In India, as you noticed, we "prepone" things, do the "needful", ask "doubts", and ask what's your "good name". But we don't expect westerners to actually use Indianisms.

While it's not offensive per se, I'd consider it unnecessary. Use your own style of English, is what I'd recommend. What would be offensive is if you would "correct" Indians about their words, words that are now well understood or accepted throughout India, although disliked by other speakers of English.

I am, as many here already know, an Indian. I also speak many Indian languages. Cambridge and a few other dictionaries suggest that "do the needful" was originally British but then picked up by Indians.

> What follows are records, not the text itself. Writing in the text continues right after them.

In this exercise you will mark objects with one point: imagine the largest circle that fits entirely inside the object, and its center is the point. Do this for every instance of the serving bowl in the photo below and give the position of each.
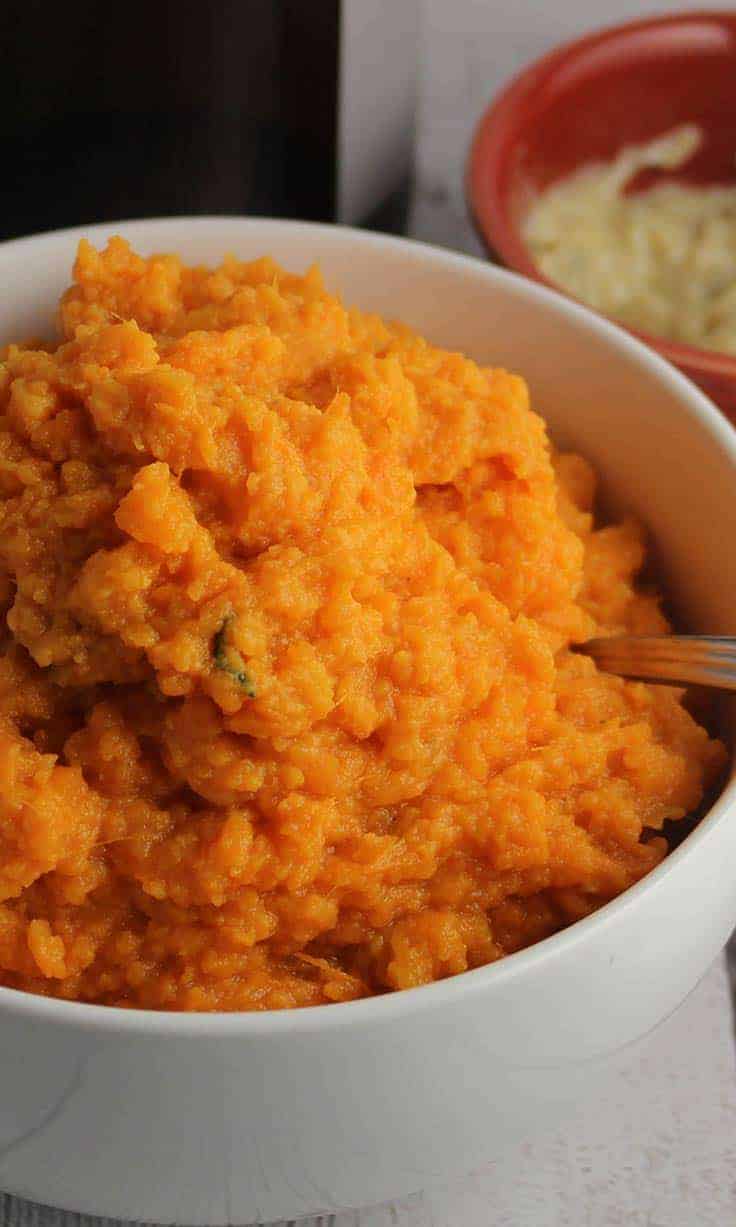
(256, 1117)
(583, 102)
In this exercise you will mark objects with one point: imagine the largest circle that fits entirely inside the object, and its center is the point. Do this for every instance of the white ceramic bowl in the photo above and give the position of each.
(239, 1118)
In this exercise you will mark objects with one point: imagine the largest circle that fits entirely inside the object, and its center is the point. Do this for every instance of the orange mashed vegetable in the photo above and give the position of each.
(287, 707)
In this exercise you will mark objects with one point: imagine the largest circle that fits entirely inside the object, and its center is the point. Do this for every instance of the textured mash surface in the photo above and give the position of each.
(287, 712)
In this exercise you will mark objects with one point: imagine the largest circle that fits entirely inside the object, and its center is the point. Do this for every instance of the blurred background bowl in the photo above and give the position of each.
(584, 102)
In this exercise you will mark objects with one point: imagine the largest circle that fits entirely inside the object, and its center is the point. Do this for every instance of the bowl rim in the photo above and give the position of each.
(486, 200)
(387, 1007)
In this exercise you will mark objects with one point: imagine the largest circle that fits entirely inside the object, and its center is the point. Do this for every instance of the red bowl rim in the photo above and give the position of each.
(486, 199)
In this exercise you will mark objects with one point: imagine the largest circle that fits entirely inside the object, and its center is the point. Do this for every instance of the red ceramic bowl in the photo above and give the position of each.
(586, 100)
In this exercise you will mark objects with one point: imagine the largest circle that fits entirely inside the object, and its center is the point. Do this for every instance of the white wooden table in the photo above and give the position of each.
(660, 1149)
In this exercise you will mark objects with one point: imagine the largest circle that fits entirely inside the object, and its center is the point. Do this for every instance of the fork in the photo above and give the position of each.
(674, 659)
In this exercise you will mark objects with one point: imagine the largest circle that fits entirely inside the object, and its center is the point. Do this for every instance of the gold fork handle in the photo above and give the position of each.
(672, 659)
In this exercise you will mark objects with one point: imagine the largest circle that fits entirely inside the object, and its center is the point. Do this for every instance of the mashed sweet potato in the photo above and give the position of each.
(287, 707)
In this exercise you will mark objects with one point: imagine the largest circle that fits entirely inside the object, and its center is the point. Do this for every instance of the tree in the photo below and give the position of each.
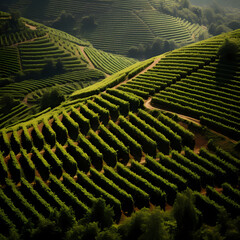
(59, 66)
(88, 23)
(109, 234)
(229, 49)
(154, 228)
(64, 20)
(88, 231)
(185, 214)
(52, 98)
(101, 213)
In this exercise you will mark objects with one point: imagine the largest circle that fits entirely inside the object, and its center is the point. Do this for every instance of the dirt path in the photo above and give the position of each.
(148, 105)
(201, 141)
(157, 59)
(31, 27)
(86, 57)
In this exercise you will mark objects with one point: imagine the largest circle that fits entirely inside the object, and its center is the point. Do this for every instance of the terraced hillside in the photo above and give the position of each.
(113, 26)
(35, 58)
(111, 145)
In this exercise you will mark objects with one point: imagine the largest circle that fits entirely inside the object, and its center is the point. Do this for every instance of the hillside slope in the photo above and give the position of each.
(34, 58)
(111, 145)
(112, 25)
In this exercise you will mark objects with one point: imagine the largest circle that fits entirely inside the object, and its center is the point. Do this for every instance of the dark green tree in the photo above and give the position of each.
(101, 213)
(185, 214)
(229, 49)
(52, 98)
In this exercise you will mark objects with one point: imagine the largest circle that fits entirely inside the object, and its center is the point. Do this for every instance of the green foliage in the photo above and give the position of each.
(82, 159)
(95, 155)
(89, 114)
(27, 165)
(69, 163)
(78, 190)
(97, 191)
(185, 214)
(84, 123)
(52, 99)
(60, 130)
(229, 49)
(145, 224)
(53, 160)
(14, 168)
(41, 164)
(37, 136)
(121, 149)
(134, 146)
(148, 144)
(101, 213)
(169, 188)
(68, 197)
(109, 154)
(71, 125)
(108, 185)
(49, 134)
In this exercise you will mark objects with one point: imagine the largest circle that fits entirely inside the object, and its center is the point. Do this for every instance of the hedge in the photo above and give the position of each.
(26, 139)
(157, 196)
(166, 173)
(60, 130)
(84, 123)
(92, 116)
(41, 164)
(134, 146)
(27, 165)
(141, 198)
(68, 197)
(71, 125)
(111, 139)
(35, 198)
(69, 163)
(170, 188)
(48, 195)
(82, 159)
(83, 195)
(109, 154)
(14, 167)
(97, 191)
(49, 134)
(94, 154)
(148, 144)
(110, 187)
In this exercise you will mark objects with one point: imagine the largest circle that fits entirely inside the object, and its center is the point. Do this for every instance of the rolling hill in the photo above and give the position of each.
(112, 25)
(34, 58)
(118, 144)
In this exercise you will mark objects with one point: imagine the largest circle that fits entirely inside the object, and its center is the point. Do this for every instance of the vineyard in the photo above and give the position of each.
(134, 134)
(118, 25)
(38, 58)
(109, 146)
(195, 81)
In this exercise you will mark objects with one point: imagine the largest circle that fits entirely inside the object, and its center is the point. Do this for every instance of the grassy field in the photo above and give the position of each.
(118, 25)
(34, 57)
(112, 140)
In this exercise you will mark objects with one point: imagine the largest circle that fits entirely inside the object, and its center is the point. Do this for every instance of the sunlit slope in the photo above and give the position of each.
(198, 82)
(107, 143)
(119, 25)
(34, 58)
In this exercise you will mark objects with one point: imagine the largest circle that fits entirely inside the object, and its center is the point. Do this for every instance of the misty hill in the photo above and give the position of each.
(34, 58)
(114, 26)
(136, 139)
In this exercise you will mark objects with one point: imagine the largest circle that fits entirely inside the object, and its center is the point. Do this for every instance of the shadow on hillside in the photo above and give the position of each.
(226, 70)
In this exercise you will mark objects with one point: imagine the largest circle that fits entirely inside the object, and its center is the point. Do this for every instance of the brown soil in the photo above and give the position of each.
(143, 71)
(31, 27)
(86, 57)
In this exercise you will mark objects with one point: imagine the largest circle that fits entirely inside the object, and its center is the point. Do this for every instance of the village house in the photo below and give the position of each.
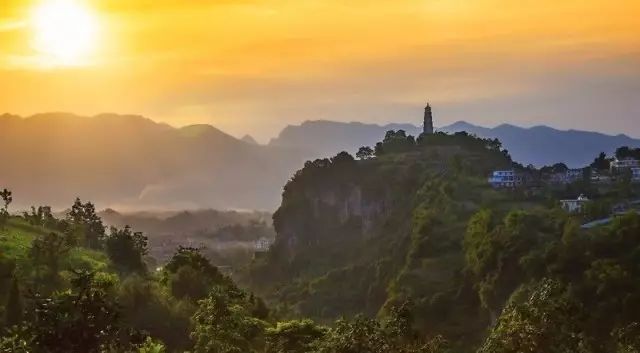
(618, 165)
(566, 177)
(574, 206)
(263, 244)
(635, 174)
(505, 179)
(598, 178)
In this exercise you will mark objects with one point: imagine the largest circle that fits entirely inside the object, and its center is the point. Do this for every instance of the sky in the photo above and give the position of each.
(254, 66)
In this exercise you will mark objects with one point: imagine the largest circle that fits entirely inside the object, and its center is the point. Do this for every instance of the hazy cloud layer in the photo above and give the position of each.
(250, 66)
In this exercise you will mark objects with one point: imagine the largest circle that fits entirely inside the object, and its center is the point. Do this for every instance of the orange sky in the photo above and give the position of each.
(251, 66)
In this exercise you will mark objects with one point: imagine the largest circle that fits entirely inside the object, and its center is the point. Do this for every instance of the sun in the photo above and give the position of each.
(65, 32)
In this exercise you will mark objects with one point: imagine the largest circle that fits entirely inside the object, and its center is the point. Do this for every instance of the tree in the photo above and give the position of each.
(85, 319)
(190, 275)
(84, 219)
(42, 217)
(4, 211)
(48, 251)
(223, 324)
(127, 249)
(13, 314)
(601, 162)
(296, 336)
(546, 321)
(7, 198)
(365, 152)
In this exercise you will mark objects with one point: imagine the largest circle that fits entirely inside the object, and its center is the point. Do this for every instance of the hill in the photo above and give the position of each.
(418, 223)
(542, 145)
(539, 145)
(130, 162)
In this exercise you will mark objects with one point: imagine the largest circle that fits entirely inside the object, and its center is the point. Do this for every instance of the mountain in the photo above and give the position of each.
(249, 139)
(538, 145)
(130, 162)
(326, 138)
(542, 145)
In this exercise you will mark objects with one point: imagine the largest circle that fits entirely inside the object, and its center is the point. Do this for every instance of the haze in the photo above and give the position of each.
(249, 66)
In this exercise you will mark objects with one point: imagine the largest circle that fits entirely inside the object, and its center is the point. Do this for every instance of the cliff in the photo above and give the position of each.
(354, 236)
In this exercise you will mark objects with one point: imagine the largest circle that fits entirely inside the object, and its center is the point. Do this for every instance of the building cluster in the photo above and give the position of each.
(518, 178)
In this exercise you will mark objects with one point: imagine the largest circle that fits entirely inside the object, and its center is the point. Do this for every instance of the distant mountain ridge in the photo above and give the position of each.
(543, 145)
(539, 145)
(130, 162)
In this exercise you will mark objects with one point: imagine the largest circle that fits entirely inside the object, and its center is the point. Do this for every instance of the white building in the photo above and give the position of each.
(635, 174)
(263, 244)
(505, 179)
(625, 163)
(573, 206)
(574, 175)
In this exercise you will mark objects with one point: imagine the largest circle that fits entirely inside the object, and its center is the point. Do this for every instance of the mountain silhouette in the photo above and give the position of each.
(539, 145)
(130, 162)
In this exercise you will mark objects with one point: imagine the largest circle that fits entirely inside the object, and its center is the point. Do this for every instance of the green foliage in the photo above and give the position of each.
(601, 162)
(365, 152)
(86, 224)
(14, 308)
(7, 197)
(191, 276)
(85, 319)
(223, 324)
(47, 252)
(296, 336)
(127, 249)
(547, 320)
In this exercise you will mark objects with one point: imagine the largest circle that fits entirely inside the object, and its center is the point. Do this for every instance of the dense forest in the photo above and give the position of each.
(404, 249)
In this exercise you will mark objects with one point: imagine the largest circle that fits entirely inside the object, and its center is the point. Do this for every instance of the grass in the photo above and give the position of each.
(16, 239)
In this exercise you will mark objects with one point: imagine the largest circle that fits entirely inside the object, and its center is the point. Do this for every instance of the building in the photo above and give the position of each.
(505, 179)
(566, 177)
(263, 244)
(598, 178)
(624, 163)
(574, 175)
(573, 206)
(428, 121)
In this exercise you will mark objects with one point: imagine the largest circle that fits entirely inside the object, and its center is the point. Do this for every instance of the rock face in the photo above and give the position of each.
(327, 214)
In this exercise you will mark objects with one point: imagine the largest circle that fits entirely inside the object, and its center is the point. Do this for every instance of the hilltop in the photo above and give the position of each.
(540, 145)
(131, 162)
(417, 221)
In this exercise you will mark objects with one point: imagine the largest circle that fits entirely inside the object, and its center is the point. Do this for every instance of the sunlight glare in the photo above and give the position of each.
(65, 31)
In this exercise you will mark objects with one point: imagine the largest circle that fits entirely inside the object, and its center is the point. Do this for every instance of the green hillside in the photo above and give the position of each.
(419, 223)
(17, 237)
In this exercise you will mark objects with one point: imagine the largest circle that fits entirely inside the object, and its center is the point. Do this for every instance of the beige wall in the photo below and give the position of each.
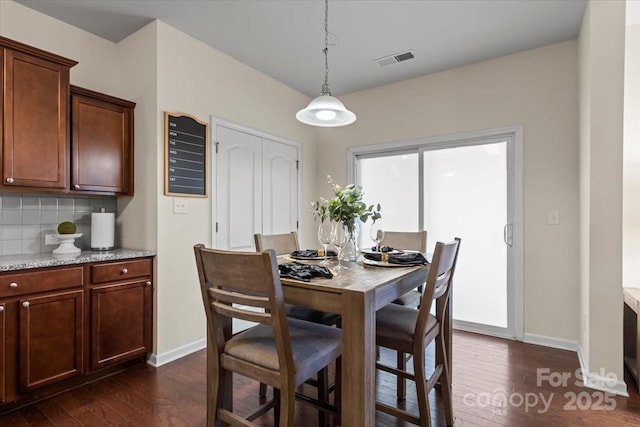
(97, 58)
(536, 89)
(601, 145)
(631, 177)
(217, 84)
(146, 68)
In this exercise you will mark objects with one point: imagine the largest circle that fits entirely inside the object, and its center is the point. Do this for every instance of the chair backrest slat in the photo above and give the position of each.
(439, 281)
(281, 243)
(236, 298)
(410, 240)
(240, 313)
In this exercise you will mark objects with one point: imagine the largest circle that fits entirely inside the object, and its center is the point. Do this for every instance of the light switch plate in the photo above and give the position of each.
(50, 239)
(553, 217)
(180, 206)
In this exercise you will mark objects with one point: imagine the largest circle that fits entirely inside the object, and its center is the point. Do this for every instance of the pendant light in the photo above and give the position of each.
(326, 110)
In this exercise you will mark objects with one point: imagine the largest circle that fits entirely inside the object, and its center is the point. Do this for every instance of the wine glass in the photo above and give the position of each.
(376, 233)
(339, 238)
(325, 229)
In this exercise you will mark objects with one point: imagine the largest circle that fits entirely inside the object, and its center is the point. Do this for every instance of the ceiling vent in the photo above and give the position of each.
(395, 58)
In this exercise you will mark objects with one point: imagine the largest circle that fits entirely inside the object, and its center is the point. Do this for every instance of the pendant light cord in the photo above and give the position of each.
(325, 86)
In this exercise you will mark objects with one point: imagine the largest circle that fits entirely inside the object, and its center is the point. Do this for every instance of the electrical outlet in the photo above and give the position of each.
(180, 206)
(553, 217)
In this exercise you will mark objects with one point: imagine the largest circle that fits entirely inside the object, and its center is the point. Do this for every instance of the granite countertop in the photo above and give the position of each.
(25, 262)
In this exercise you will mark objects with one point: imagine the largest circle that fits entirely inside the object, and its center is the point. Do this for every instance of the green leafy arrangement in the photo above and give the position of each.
(346, 206)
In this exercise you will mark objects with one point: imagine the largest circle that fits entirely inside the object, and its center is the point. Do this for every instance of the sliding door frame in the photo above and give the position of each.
(515, 215)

  • I'm honestly curious; is there a reason why Indians favor "needful"? I've never heard anyone else use the word, especially in a context of "do the needful". Is it something that literally translates to a common Hindi word? Is it a part of the regional English dialect in India?
    – Flater
    Dec 5, 2017 at 11:32
  • Not exactly, but I grew up hearing "do the needful" in place of "do what's necessary". I don't know how exactly or who first made it Indian. It must have originally come from the British.
    – NVZ
    Dec 5, 2017 at 11:38
  • I'm British, Scottish by birth and inclination, Northern English by heritage. I use 'do the needful' because it was part of my language landscape growing up in the 60s/70s. Now that I think about it, it is just possible that my father picked it up at work from Bangladeshi and Gujarati colleagues. but whether it is Indian or English in origin, its isn't unknown here.
    – user9837
    Dec 5, 2017 at 12:10
  • @Spagirl Cambridge and a few other dictionaries suggest that "do the needful" was originally British but then picked up by Indians.
    – NVZ
    Dec 5, 2017 at 14:06

I would say that, if you don't see the other person struggling to understand you, there is no need to adapt to their version of English, they will understand you either way. I would add that you should not try to correct them, either. (I once told a professor "I have a doubt" and he replied out loud, in front of all the class, "no, you have a question" and I'm still angry.)